Capability restriction limits what sandboxed code can do even if it escapes the container. Blocking outbound network entirely except through a proxied allow-list prevents the most common post-escape action, which is phoning home or downloading a second stage payload. In Snowflake’s case, Snowpark functions do have configurable network rules as of recent releases, but the default configuration has not always been maximally restrictive.
Privilege separation ensures that the execution environment credential has the minimum necessary Snowflake privileges. If Cortex runs code under a service account that can read every table and write to external stages, an escape is catastrophic. If that account can only read the tables needed for the current query, the impact is bounded.
Input validation for AI pipelines treats LLM-bound inputs as untrusted, similar to how SQL parameters are treated as untrusted relative to query structure. This is the hardest one to implement well because the whole point of an LLM is that it can handle varied natural language; you cannot simply parameterize it.
Prompt injection detection is an active research area. Lakera, Rebuff, and others have built classifiers specifically to detect injection attempts in text before it reaches an LLM. These are imperfect but they raise the cost of attack.
Snowflake’s own documentation now recommends treating Cortex outputs that will be executed as untrusted, which is the right framing. The problem is that many customers adopted Cortex features assuming the platform handled isolation, because that is the value proposition of a managed service.
The Broader Responsibility Question
Managed service providers carry a different set of obligations than self-hosted software. When Snowflake markets Cortex as a way to run AI directly on your data without the complexity of managing infrastructure, the implicit contract is that the security properties of that infrastructure are Snowflake’s responsibility.
This incident joins a growing list of cases where AI platform providers shipped capabilities that created new security surfaces their customers did not understand they were accepting. The Microsft Copilot prompt injection issues, the Slack AI data exfiltration vector reported in 2024, and various RAG pipeline injection demonstrations all follow the same pattern.
The capability shipped.
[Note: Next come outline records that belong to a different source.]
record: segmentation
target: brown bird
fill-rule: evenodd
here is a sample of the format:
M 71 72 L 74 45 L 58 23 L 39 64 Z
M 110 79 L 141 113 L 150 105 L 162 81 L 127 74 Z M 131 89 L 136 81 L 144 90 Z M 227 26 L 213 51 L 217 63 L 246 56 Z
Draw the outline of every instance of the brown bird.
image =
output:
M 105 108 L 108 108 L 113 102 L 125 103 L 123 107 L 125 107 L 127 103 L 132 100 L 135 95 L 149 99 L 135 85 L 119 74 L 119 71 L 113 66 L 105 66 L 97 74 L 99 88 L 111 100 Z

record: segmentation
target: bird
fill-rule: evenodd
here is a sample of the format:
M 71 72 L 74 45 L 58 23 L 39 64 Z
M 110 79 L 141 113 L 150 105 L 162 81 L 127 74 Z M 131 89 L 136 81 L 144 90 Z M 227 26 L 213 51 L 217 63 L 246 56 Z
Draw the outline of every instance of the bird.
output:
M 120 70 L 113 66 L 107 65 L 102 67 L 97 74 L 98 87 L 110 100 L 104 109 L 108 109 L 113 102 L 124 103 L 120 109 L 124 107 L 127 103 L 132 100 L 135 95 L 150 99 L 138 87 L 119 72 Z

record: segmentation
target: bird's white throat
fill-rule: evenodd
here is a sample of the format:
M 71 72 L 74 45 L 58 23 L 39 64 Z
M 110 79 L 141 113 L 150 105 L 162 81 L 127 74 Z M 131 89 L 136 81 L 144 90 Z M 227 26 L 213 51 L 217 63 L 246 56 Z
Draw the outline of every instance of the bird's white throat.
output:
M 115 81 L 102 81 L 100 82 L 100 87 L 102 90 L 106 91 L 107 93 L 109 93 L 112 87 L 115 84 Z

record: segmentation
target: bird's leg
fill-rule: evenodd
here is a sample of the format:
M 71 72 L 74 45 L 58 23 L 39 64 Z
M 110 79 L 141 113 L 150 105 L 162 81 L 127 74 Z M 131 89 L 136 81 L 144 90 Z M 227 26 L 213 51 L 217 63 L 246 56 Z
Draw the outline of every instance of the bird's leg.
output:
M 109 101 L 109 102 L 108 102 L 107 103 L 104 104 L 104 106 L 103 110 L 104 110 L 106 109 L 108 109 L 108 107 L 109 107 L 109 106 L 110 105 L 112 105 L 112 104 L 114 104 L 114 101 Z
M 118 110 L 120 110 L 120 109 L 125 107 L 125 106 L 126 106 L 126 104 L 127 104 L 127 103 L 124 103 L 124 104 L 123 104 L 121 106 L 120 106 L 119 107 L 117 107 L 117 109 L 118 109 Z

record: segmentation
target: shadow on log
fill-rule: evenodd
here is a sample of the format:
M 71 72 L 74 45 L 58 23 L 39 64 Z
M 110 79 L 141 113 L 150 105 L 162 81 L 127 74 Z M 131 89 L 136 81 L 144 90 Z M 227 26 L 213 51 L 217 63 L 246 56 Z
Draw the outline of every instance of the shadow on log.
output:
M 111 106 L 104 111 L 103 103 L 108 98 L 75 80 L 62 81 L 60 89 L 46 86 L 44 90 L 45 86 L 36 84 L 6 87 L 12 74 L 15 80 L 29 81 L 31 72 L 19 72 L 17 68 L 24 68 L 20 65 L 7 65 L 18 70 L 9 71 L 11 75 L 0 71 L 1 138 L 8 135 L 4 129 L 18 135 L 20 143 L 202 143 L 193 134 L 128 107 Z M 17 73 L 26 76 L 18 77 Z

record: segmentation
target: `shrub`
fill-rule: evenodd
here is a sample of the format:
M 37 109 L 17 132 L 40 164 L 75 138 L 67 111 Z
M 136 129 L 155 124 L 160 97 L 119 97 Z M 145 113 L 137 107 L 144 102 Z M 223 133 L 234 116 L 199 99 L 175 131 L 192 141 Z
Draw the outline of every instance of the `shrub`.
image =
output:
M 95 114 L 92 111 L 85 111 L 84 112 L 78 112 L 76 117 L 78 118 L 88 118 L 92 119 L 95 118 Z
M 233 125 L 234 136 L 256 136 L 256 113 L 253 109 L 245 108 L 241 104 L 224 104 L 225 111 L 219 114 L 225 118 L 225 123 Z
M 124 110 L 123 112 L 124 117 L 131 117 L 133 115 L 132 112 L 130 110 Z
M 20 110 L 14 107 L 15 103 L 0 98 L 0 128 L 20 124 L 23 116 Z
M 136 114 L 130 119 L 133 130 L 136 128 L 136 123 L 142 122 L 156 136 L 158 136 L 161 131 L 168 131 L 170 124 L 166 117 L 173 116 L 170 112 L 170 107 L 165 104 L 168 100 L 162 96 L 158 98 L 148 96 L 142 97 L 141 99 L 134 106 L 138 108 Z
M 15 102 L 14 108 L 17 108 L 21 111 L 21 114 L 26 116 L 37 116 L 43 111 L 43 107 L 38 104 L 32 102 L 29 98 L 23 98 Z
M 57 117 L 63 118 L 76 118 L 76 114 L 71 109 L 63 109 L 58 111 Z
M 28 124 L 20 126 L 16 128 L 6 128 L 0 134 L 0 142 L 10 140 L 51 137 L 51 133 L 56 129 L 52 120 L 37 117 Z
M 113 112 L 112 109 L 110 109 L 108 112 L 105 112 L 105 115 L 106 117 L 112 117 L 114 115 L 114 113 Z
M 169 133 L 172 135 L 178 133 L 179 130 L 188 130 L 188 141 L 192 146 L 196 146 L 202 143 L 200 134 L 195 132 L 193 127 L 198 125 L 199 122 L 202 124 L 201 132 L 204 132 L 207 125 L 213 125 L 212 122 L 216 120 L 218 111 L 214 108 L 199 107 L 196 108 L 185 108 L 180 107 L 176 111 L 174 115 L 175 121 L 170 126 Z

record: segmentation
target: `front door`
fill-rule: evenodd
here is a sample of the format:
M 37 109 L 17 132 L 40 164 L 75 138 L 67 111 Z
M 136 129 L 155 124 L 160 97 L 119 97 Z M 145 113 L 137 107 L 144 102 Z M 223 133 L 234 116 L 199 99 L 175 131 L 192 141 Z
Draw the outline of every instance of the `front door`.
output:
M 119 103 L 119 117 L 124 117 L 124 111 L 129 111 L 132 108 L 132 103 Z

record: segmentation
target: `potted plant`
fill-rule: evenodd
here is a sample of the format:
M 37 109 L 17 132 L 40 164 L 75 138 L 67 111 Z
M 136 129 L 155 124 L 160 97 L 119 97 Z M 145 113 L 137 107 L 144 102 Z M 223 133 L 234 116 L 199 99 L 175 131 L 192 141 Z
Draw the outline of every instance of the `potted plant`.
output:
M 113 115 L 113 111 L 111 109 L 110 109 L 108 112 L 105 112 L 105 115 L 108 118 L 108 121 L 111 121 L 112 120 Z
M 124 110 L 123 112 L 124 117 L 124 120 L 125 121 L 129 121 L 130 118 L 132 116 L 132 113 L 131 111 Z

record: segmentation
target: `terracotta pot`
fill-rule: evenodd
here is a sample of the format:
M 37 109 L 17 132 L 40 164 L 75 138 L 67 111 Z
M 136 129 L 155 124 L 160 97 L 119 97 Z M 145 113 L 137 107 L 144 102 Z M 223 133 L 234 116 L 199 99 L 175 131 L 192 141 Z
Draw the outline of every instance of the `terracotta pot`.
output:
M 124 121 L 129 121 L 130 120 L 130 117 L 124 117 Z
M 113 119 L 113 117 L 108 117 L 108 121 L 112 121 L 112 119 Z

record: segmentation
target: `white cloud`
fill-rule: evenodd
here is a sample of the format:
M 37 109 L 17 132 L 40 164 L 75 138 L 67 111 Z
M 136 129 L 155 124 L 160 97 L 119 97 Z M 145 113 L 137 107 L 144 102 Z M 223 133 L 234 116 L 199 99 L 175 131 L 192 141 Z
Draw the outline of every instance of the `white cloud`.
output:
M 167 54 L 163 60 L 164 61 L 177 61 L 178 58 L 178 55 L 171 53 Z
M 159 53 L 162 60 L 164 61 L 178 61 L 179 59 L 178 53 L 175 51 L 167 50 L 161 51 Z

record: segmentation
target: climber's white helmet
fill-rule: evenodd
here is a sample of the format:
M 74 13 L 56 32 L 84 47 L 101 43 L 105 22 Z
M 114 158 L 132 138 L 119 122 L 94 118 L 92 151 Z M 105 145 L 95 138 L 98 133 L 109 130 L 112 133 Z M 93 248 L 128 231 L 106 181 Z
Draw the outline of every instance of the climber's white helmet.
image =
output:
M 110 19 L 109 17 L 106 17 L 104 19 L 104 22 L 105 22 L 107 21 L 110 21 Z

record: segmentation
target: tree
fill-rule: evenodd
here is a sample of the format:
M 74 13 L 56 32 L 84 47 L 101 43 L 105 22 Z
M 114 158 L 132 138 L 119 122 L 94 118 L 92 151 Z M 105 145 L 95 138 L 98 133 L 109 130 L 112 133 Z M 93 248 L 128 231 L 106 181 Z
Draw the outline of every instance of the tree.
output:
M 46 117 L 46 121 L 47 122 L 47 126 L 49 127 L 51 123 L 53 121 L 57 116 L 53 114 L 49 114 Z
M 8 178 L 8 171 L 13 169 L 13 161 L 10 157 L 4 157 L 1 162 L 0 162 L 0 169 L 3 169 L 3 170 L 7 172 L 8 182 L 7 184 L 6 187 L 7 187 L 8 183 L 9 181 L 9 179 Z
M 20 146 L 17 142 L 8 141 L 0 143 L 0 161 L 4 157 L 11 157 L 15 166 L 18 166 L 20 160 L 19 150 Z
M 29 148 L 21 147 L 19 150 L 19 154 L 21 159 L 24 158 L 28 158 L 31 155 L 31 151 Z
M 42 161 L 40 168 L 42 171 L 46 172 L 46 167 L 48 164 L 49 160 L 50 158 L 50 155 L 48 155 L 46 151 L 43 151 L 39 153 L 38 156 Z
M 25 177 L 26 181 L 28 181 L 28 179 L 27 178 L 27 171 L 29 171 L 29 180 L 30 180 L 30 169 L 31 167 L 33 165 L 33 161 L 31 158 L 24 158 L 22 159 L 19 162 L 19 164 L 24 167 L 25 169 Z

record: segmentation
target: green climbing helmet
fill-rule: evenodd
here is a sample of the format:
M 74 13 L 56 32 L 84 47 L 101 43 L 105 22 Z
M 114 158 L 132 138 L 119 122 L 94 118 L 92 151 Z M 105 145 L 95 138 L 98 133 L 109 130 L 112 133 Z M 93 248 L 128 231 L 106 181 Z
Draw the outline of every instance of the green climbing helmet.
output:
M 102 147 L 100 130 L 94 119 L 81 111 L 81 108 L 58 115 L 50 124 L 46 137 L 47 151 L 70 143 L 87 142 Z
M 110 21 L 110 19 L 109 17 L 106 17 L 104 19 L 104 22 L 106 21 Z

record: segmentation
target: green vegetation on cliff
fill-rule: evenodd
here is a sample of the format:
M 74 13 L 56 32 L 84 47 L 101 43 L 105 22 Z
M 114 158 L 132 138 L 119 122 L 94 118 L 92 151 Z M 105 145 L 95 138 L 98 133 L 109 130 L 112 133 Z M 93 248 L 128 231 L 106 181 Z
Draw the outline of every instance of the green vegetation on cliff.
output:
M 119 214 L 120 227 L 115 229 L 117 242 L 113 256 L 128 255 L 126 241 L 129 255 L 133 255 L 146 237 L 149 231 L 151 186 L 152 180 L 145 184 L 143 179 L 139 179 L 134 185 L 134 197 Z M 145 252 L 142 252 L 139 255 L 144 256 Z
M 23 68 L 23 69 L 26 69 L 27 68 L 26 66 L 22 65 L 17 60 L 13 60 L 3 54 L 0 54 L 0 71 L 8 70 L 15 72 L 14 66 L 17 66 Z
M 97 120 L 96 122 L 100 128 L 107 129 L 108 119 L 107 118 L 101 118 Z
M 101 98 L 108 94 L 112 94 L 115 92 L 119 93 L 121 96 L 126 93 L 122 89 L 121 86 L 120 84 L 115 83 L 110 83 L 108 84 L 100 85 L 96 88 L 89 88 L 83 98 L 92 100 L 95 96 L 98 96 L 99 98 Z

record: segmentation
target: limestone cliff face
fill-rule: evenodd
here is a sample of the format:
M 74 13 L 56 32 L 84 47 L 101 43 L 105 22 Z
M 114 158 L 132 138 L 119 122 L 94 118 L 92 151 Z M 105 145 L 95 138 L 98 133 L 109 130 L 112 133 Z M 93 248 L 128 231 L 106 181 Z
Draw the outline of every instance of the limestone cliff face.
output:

The security model did not keep up.
For anyone running Snowflake Cortex features against production data today, the immediate questions are: what network egress is permitted from Snowpark execution environments, what privileges do the service identities hold, and what data from external or user-controlled sources flows into Cortex prompts. The answers to those three questions determine how bad a similar vulnerability would be in your environment.
The sandbox escape itself is a Snowflake engineering problem. The architecture that made it dangerous is a design pattern the whole industry is still working out how to secure.